IoT Lives Better On the Edge

Any scan of the Internet of Things literature (IoT), and there is lots of it, exposes the reader to a mix of assertions and impressions that are hard to ignore if you are in the field. The most common theme starts with the usual forecast that the market will soon be awash with tens of billions of machines, devices, and sensors “Things” in the next 2 to 5 years, that all these will cause a huge Big Data problem, and that all this will require significant investments in the network, Cloud, and analytics or other types of enterprise applications. Not surprisingly perhaps, the primary source of much of this literature are the large marketing machines of traditional enterprise IT vendors trying to keep their wares relevant and to protect their heavy investments in technologies, products, and channels in the fast approaching IoT era. While this view may be generally true in the long term (next 10 or more years) for some applications, it is a simplistic over generalization for many IoT applications and is not true for many others. The bigger concern however is that the remote central data integration and analysis architecture approach that commonly underlies and justifies this dominant view in IoT marketing literature ignores, not clear if by omission or commission, many factors that are particularly important for the types of applications that will drive most of the growth in the number of “Things” and dollars the same literature love to quote. These factors include but are not limited to the following:

  • The type and nature of the “things” that will drive the anticipated growth. These are certainly not the Jet Engines, Windmills, or even the few billion smartphones that dominate the hype literature but rather small and in most cases resource-starved sensors and devices. More importantly these types of devices will not be pushing video or steady streams of high volume data into the network but rather generating low-bit data rates infrequently and in bursts. Unfortunately this is just one of the many problems that come with the false implied-homogeneity of referring to the vast types of sensors and devices as simply “Things”.
  • The loss of time and context when data is moved away from its local collection point. This makes the “Thing” itself, whenever possible, the ideal place for data filtering and the local access point or gateway the ideal place for integrating local inputs and constructing local contexts, outputs, and decisions. Please note that this kind of local context sensitive functionality is done in the firmware inside pre-IoT devices today (otherwise your fire detector would ring all the time or not at all) and that it is only natural to extend this capability to cover additional IoT functionality in the future.
  • The large number and types of applications that have different requirements than the few application focused on the finite market for targeted advertising and maintenance of large expensive assets that seem to dominate the literature. While these types of applications may be important, the number of applications that require integration of data from many geographically dispersed local domains (“GDLDs”) to make very complex analytical decision at a remote central point (Cloud or Enterprise on premise) are much smaller than ones where the data needed to make an intelligent timely and in most cases a simpler decision is all local.
  • The Economics and QoS requirements will preclude the architectures that rely on remote central integration and analysis of data. In a significantly large number of applications it is neither possible nor economically wise to provide data integration and analysis functionality remotely in the cloud or the Enterprise particularly as more of the resources required to support IoT functionality are built into Things (machines, devices, and sensors) and local gateways over the next few years. This includes many potentially more exciting classes of IoT applications where the real-time and latency QoS requirements cannot be supported by this approach and where the constant recurring cost of shipping data over the network to make decisions that do not depend on data from GDLDs remotely then ship them back to be acted upon locally does not make economic sense.
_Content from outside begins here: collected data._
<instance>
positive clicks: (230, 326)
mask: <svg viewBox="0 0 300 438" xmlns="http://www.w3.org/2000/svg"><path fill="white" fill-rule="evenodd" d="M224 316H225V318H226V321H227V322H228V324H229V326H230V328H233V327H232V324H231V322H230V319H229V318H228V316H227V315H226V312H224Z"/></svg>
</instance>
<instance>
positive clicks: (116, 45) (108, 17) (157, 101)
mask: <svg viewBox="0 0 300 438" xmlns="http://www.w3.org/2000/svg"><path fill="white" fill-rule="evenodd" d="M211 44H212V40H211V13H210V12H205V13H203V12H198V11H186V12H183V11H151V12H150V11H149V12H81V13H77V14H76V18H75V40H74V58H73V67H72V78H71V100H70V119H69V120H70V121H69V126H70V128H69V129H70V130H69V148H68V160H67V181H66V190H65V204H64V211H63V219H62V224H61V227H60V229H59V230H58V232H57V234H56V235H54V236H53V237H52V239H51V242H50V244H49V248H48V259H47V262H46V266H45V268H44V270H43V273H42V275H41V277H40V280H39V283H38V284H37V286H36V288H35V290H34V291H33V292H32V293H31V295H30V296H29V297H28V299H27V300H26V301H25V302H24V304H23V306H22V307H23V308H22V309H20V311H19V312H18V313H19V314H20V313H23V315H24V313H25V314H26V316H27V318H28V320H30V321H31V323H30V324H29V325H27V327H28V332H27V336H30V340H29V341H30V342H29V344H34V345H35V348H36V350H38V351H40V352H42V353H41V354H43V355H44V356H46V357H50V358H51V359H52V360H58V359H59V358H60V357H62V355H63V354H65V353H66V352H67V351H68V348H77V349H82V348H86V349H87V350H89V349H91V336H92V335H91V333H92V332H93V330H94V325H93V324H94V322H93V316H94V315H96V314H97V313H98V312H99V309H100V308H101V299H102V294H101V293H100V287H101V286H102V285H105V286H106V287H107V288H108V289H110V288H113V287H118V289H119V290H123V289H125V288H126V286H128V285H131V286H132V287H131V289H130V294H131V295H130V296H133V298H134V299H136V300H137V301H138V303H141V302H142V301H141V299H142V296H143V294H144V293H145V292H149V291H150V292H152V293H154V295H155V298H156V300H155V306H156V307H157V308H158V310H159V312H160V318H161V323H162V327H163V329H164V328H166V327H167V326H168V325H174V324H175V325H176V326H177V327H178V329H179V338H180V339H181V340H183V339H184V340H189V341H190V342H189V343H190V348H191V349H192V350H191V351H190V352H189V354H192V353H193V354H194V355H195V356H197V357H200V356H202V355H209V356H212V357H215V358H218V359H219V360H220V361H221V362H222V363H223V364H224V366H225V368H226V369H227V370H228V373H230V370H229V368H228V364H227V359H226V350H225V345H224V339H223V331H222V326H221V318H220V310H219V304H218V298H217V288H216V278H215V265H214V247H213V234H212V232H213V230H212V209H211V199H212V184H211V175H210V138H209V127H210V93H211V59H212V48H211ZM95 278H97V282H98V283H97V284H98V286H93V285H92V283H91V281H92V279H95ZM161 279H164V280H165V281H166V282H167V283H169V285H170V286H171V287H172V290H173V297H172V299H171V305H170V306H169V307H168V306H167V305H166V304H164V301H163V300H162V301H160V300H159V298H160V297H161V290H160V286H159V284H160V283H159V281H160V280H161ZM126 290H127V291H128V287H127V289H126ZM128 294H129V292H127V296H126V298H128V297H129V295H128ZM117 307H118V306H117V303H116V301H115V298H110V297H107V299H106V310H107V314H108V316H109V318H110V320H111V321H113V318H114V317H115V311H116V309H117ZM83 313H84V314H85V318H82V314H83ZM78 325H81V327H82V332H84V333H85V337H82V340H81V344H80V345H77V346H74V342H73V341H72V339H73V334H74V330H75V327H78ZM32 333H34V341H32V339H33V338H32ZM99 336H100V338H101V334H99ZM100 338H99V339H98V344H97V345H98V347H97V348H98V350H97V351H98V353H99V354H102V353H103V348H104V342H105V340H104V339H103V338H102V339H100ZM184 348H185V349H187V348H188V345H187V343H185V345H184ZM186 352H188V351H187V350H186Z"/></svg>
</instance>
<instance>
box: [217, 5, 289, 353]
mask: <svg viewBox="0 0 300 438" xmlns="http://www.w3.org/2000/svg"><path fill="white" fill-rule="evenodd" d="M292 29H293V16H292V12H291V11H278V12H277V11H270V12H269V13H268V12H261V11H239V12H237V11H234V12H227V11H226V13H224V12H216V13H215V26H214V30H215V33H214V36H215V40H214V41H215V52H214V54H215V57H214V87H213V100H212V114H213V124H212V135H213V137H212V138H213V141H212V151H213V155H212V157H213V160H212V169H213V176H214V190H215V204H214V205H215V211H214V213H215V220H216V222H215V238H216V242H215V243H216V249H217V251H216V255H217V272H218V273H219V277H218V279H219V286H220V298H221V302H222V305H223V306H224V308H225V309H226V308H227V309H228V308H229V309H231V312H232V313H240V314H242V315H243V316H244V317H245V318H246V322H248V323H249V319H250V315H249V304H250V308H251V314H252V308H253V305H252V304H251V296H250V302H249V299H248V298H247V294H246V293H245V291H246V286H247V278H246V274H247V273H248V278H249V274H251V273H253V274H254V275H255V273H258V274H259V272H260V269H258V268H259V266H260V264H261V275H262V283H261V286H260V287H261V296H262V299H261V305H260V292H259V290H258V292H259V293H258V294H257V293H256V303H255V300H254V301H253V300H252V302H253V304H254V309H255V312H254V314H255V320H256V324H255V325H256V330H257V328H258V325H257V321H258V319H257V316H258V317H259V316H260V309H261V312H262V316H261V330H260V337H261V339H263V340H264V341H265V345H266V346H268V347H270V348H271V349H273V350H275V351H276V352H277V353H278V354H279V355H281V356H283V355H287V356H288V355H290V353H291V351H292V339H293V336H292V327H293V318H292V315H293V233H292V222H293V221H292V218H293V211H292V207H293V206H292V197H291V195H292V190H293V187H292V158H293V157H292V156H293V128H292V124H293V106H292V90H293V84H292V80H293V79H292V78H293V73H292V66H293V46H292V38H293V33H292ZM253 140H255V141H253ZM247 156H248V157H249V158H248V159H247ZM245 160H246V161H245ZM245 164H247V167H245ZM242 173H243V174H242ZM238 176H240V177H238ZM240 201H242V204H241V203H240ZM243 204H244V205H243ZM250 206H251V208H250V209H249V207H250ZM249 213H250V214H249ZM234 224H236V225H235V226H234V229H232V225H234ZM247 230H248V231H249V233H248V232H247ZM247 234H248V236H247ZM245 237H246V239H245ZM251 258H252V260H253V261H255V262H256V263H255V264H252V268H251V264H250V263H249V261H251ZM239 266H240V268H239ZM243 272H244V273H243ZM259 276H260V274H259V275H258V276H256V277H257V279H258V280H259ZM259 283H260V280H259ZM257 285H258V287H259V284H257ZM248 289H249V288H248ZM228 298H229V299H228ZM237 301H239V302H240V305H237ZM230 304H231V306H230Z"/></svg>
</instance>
As discussed above, while this view and the remote central data integration and analysis architecture approach that underlies it makes sense for some important applications, common systems and networking engineering sense implies that this will be more the exception rather than the rule. In addition to the business, architecture, and engineering issues above, the traditional remote Cloud or HQ-based data collection and analytics approach ignores many of the important differences between the traditional Internet of People and the emerging Internet of Things that I intent to blog about in the future.

While there are a number of IoT architectures variations possible and many under development (more on that also in future blogs), the best and most promising ones recognize that the great variety of IoT applications require an agile and flexible architecture with built-in provisions for placing the data filtering, aggregation, analysis, and the resulting decisions and actions wherever needed based on the requirements of different applications. That said, if it makes sense to have a generic default architecture starting point for your business or for a “generic” IoT application (if such an abstraction has enough utility at all) it would be to deploy all data collection, filtering, aggregation, decision(s), and action(s) locally in the device domain or as near as possible to the edge of the network and to progressively and slowly move outward only when the application requirements absolutely dictate it.